And this is the real problem with this utopia—not the inability of its members to keep their clothes on, though this does stand in the way of progress. No, the real problem is that none of the people involved has a shared sense of anything greater than themselves. Historically, utopian societies emerge when a group of people with a shared value system break away from the larger society. The Puritans and Shakers come to mind. While the cast members of this Fox-generated version desire to remake the world, they are stymied by the fact that each one wants to remake it in his or her own image, creating society one selfie at a time.

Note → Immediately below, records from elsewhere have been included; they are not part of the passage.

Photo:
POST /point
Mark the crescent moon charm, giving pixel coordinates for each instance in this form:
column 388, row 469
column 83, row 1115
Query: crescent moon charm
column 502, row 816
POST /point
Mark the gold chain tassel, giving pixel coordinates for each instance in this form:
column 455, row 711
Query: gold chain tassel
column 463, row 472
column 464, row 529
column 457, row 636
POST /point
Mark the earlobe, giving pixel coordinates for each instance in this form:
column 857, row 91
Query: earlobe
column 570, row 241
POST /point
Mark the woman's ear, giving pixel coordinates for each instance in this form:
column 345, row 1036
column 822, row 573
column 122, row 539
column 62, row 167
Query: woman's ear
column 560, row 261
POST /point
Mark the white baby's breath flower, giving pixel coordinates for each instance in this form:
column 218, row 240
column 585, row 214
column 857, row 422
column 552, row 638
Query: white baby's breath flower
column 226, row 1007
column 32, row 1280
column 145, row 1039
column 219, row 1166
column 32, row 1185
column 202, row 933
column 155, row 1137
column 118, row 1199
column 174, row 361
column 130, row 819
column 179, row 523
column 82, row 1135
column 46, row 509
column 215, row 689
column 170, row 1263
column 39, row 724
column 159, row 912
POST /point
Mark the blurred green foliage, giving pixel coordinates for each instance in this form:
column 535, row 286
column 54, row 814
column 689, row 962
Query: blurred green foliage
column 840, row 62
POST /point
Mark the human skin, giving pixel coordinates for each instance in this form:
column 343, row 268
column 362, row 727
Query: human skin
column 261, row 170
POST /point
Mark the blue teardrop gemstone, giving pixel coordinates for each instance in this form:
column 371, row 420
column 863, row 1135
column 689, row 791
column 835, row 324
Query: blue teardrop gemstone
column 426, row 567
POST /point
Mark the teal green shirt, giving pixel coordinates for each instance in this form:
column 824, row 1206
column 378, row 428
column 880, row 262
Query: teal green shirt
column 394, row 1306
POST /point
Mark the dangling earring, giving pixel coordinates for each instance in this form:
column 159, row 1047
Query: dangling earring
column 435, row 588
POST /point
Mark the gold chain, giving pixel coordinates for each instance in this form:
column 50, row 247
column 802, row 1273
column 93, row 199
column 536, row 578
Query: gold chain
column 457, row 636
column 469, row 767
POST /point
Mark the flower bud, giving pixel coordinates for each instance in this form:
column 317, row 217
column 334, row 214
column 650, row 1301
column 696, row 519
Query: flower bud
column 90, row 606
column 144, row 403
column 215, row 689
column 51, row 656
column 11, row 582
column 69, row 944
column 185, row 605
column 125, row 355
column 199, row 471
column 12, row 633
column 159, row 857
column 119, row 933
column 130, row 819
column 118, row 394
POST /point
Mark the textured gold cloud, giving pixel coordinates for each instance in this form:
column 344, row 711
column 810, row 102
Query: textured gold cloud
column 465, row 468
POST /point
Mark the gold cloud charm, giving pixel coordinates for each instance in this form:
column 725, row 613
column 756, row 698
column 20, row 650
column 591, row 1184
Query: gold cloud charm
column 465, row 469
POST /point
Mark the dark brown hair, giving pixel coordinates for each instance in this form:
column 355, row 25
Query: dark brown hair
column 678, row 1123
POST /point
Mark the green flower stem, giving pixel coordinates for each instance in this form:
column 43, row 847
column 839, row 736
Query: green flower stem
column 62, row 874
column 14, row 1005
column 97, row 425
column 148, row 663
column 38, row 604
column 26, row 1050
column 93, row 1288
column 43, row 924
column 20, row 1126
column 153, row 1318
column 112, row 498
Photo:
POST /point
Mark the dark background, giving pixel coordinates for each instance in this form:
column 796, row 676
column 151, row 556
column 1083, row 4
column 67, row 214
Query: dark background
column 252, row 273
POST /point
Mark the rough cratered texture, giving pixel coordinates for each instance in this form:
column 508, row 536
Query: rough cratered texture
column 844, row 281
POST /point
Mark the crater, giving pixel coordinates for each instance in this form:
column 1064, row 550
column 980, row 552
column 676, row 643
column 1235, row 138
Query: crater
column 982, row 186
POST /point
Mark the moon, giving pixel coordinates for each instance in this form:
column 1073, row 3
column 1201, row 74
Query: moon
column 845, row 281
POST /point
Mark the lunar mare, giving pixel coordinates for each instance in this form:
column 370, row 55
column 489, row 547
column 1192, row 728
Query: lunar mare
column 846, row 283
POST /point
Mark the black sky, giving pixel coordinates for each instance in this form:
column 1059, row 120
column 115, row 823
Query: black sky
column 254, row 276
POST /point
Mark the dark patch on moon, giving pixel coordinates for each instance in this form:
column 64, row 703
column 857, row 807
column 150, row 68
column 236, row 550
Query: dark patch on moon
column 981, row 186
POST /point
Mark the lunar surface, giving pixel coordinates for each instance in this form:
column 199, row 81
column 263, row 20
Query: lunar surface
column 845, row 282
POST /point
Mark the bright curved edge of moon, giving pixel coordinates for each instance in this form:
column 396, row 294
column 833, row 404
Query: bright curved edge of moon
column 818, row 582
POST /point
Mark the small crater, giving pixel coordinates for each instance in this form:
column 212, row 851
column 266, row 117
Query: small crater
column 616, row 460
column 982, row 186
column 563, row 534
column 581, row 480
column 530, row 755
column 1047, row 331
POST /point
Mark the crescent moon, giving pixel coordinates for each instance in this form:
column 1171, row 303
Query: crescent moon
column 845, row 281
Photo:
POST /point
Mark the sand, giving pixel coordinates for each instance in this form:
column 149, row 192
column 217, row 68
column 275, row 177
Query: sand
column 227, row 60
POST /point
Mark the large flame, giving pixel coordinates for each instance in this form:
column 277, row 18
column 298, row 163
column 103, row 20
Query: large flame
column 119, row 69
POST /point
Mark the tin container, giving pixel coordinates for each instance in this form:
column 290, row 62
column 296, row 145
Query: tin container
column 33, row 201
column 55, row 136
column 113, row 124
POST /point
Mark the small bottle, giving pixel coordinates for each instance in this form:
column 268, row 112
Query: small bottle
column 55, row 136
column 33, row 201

During the show’s first three episodes, Pastor Jonathan—the Pentecostal minister brought on Utopia as a counterpoint to the other assorted flavors of belief—provides a gentle, if beleaguered presence. Or maybe his demeanor could be attributed more to a state of shock at the hedonistic hijinks taking place throughout the compound.

Missionary to Utopia

Pastor Jonathan, a man who left his family and church on a missionary journey to the hinterlands of reality TV, seemed to move through Utopia disoriented, as though he wasn’t quite sure just what he got himself into, often muttering prayers in distress as viewers listened in, the cameras recording every plea for divine help. And apparently God answered, as Pastor Jonathan suffered an injury to his hand and had to leave Utopia less than two weeks into the project. Still, in this short time he impressed his cast mates with his decency. They were sorry to see him leave, as it was clear even to Utopia’s token atheist that Pastor Jonathan provided much-needed moral ballast to this sinking enterprise.

In spite of this appreciation, the presence of a committed Christian on a bottom-dredging TV show like Utopia raises the question: how far should we go in attempting to reach our neighbors caught up in this culture? Just how frayed does the fray have to be before we refuse to participate? For some Christians, there is no context too dicey when souls are at stake. If Utopia were a burning building, so to speak, wouldn’t Pastor Jonathan abandon everything to rush in and save as many as he possibly could?

Well, yes. But Utopia isn’t a burning building, at least not more than anywhere else. The whole world is on fire, and in every single corner, people need saving. The tiny infernos we face in our daily lives with our real-world neighbors, out of sight of the television cameras, offer no shortage of mixed-up people attempting to remake the world. Our own neighborhoods, wherever they may be, are rife with regular sinners, fumbling through the day-to-day pains of making society.

Which brings us to the most salient point: the church is already engaged in creating a utopia of sorts. Or to put it another way: what do you get when you take Southern Pentecostal minister, a polyandrous young woman, a homeless ex-con, and assorted other characters, and ask them to live together in community? You get the church. The belief that we are all sinners in need of a Savior brings a whole host of disparate and desperate types together, transcending our differences through faith in Christ.

If there is hope for an echo of utopia on earth, it is found in the culture of the church, not in the culture of an artificial world concocted by an entertainment conglomerate. To enter into the sort of artifice demanded by a reality show like Utopia is to risk losing a sense of . . . well, reality.

Pastor Jonathan’s work, our work, is to welcome everyone—including reality show producers and all those people straining toward utopia but finding only brokenness—and invite them to taste and see that the Lord is good. Take refuge in Christ, in the one who takes our fractured images of utopia and remakes us in his own image, together.